Fastest Google Indexing

I use Google Alerts as one of the ways to keep track of when and where my content, on my blogs or elsewhere, gets indexed, or otherwise shows up around the web. For example, I have alerts for both makemoneywritingonline.com and “make money writing online.” The idea is that whenever something I write here gets indexed, it should send me an alert. It doesn’t always.

I have my alerts set for “all” instead of best and for “when it happens”. If you have very busy websites that generate a lot of links and feedback and people talking about you, this is not the way to go. But, for a smaller website like this one, these specific alerts generally only trigger when:

  1. Something I posted gets indexed
  2. Something I posted gets linked with the name of the website
  3. Something I posted get scraped or stolen
  4. Something I linked gets indexed

This brings me to today’s point.

It turns out that as far as regular, no tricks, no effort, indexing goes, the fastest Google index spider that triggers my alerts is the one that indexes Digg.com.

For example, I posted an article on my freelance writing blog not too long ago. I post every-other-day-ish over there, so it is no surprise that Google doesn’t crawl my site every hour. Some days, it takes 36 hours or more to get a new post indexed. It’s not a “news” site, so that doesn’t really bother me.

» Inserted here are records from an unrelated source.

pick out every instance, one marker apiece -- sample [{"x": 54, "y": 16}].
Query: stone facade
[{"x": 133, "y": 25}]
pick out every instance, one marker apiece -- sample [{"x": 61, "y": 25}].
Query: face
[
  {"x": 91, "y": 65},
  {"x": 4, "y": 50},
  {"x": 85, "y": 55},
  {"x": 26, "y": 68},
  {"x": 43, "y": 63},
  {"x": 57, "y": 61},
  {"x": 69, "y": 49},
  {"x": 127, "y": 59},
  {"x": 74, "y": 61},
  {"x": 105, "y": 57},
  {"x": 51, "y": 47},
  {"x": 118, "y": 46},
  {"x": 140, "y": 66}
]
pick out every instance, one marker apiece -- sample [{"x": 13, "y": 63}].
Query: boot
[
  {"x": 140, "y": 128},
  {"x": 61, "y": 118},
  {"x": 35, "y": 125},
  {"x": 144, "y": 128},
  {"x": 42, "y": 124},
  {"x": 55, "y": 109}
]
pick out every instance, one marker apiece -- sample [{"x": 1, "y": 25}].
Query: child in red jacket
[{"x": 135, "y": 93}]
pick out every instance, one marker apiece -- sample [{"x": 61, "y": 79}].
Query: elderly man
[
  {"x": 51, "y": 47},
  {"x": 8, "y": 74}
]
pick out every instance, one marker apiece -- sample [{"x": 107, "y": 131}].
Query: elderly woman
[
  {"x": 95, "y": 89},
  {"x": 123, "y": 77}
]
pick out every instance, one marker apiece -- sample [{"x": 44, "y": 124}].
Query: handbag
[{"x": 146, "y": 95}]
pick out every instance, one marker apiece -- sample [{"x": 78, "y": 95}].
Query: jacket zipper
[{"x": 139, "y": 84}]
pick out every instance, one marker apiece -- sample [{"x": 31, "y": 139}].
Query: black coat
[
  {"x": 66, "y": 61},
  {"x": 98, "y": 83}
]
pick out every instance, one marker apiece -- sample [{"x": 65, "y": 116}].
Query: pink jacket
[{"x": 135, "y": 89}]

When I post, I do the usual. I ping the proper servers, my feed goes out, and I bookmark, Like, and Digg my article. Less than an hour later, almost every time, the Digg of my article triggers a Google alert, which means that the webpage corresponding to that Digg, has been indexed and my information found. At that point, if I search, I can find the Digg in the index.

Interestingly, it seems, in my case at least, that while Google does index Digg in near real-time, the spider does not follow those links. In other words, even though the Digg for my latest article shows up right away, the spider doesn’t follow the link and index my page. Instead, my page gets indexed when the Googlebot rolls by of its own accord, or by following a different link.

So, if you want to get something indexed about your post right away, Digg it. It won’t help you get the actual post indexed, but if someone clicks on the Digg result, they’ll be just one click away from getting to your website.